Complex tools with many parameters or behaviors need more documentation. Simple tools need less. This dimension scales expectations accordingly.

Parameters3/5

Does the description clarify parameter syntax, constraints, interactions, or defaults beyond what the schema provides?

Schema description coverage is 100%, providing good documentation for all 6 parameters. The description adds no additional parameter semantics beyond what's in the schema, but with complete schema coverage, the baseline score of 3 is appropriate as the schema does the heavy lifting.

Input schemas describe structure but not intent. Descriptions should explain non-obvious parameter relationships and valid value ranges.

Purpose3/5

Does the description clearly state what the tool does and how it differs from similar tools?
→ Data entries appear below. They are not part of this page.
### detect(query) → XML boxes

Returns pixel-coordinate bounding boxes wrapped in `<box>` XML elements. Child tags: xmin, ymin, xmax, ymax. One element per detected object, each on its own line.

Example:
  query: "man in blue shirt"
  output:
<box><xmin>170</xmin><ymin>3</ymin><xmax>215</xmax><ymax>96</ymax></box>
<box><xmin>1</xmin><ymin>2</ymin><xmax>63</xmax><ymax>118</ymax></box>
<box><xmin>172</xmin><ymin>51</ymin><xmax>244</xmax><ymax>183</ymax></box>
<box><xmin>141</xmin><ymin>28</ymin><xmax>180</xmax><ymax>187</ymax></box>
The description 'Send transactions to networks' clearly states the action (send) and target (transactions to networks), but it's vague about what kind of transactions and lacks differentiation from siblings like 'write-contract' or 'call'. It doesn't specify if this is for native token transfers, contract interactions, or both.

Agents choose between tools based on descriptions. A clear purpose with a specific verb and resource helps agents select the right tool.

Usage Guidelines2/5

Does the description explain when to use this tool, when not to, or what alternatives exist?

No guidance on when to use this tool versus alternatives like 'write-contract', 'call', or 'deploy-contract'. The description provides no context about prerequisites, network requirements, or typical use cases, leaving the agent to infer usage from parameter names alone.

Agents often have multiple tools that could apply. Explicit usage guidance like "use X instead of Y when Z" prevents misuse.